Yargıtay'dan emsal karar: Boşanma davalarının seyri değişecek
Yargıtay 2. Hukuk Dairesi, kadının eşinin hakaret ve tehditlerine maruz kalmasını ve abisine ziynetlerini vermesini boşanma sebebi olarak kabul etmedi.
Bitlis'te yaşanan çekişmeli boşanma davasında, bir kadının eşi tarafından hakarete uğradığını ve tehdit edildiğini iddia ettiği olay, Yargıtay 2. Hukuk Dairesi tarafından ele alındı. Dava sürecinde ortaya çıkan detaylar ve hukuki argümanlar, son kararı veren Yargıtay'ın emsal bir karara imza atmasına neden oldu.
Davacı kadın, avukatı aracılığıyla boşanma davası açtığında, eşi tarafından sürekli tehdit, hakaret ve küfürlü mesajlar aldığını ileri sürmüş, can güvenliği tehlikede olduğu için İstanbul'dan Bitlis'e dönemediğini belirtmişti.

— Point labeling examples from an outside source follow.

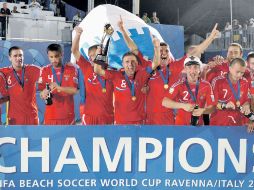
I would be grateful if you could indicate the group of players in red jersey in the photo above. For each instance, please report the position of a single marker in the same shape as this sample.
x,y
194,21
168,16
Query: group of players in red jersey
x,y
158,92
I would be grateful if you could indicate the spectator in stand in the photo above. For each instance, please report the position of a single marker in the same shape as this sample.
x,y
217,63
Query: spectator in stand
x,y
52,6
15,10
236,30
155,19
77,19
35,9
4,12
145,18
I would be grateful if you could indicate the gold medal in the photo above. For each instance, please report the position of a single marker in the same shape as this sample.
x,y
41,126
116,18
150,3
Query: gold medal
x,y
238,103
165,86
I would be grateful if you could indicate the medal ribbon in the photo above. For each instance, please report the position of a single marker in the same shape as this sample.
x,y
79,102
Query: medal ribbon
x,y
61,76
130,85
236,94
102,82
21,82
164,78
193,97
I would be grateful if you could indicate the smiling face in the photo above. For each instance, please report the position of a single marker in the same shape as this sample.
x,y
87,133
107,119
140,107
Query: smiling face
x,y
193,72
130,64
16,58
55,58
236,71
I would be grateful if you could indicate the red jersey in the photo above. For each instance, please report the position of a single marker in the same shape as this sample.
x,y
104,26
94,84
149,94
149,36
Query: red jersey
x,y
3,91
223,93
99,103
127,110
179,92
250,78
22,106
157,92
62,108
3,86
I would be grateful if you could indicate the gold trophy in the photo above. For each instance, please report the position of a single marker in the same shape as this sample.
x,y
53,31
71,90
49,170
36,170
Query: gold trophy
x,y
102,58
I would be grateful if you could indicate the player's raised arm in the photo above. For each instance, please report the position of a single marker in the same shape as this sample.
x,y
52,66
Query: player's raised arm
x,y
129,42
75,42
98,68
156,58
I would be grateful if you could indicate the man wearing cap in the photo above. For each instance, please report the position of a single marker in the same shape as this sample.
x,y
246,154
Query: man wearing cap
x,y
189,93
231,96
129,100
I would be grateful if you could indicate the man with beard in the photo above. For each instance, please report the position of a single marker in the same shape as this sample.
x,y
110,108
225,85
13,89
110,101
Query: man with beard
x,y
192,96
164,76
21,84
129,100
231,96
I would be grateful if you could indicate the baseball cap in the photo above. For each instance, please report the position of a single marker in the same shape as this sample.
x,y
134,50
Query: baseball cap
x,y
192,60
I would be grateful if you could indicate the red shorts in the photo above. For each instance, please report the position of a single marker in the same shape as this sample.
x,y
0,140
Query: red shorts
x,y
166,118
96,120
67,121
23,121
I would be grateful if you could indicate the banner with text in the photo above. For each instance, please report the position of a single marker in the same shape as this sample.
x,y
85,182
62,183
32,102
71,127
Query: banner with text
x,y
126,157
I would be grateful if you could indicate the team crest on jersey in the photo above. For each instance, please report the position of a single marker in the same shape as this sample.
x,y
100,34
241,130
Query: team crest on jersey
x,y
171,90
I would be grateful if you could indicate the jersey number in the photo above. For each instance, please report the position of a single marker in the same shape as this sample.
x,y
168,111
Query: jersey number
x,y
186,94
123,85
225,92
50,77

Bu nedenlerle evlilik birliğinin temelinden sarsıldığını iddia eden kadın, boşanma talep etmişti.
Davalı eş ise, eşini çok sevdiğini ve kesinlikle ayrılmak istemediğini iddia etmiş, ailesinin mutluluğu için fedakârlık yaptığını ve boşanma talebinin haksız olduğunu savunmuştu.
İlk Derece Mahkemesi, davacı kadının babasının cenazesinde yaşanan olaylar ve evlilik birliği yükümlülüklerine aykırı davranışlarını değerlendirerek, kadının davasını reddetmişti. Buna karşı, kadın vekili istinaf başvurusunda bulunsa da Bölge Adliye Mahkemesi, İlk Derece Mahkemesi kararını usul ve esas yönünden hukuka uygun bularak istinaf taleplerini reddetmişti.
Ancak davacı kadın, Bölge Adliye Mahkemesi'nin kararına karşı temyiz başvurusunda bulundu. Yargıtay 2. Hukuk Dairesi, yapılan temyiz incelemesi sonucunda önemli bir karara imza attı.
Yargıtay'ın kararında, davalı erkeğin eşine hakaret ettiği ve küfürlü ifadeler kullandığı, ayrıca kadının abisine ziynetlerini borç olarak vermesinin kadına kusur olarak yüklenemeyeceği vurgulandı. Bu durumda, taraflar arasında geçimsizlik ve evlilik birliğinin temelinden sarsılma olduğu kabul edildi. Yargıtay, bu nedenle davalı erkeğin tamamen kusurlu olduğunu belirterek, kadının boşanma talebinin haklı olduğuna karar verdi.
Yargıtay'ın bu emsal kararı, kadının eşine ziynetlerini abisine borç olarak vermesini boşanma sebebi olarak kabul etmeyerek, dava sonucunu etkileyen önemli bir hukuki kararı temsil ediyor. Bu kararla birlikte, benzer durumlar karşısında mahkemelerin nasıl bir tutum izleyeceği de daha net hale gelmiş oldu.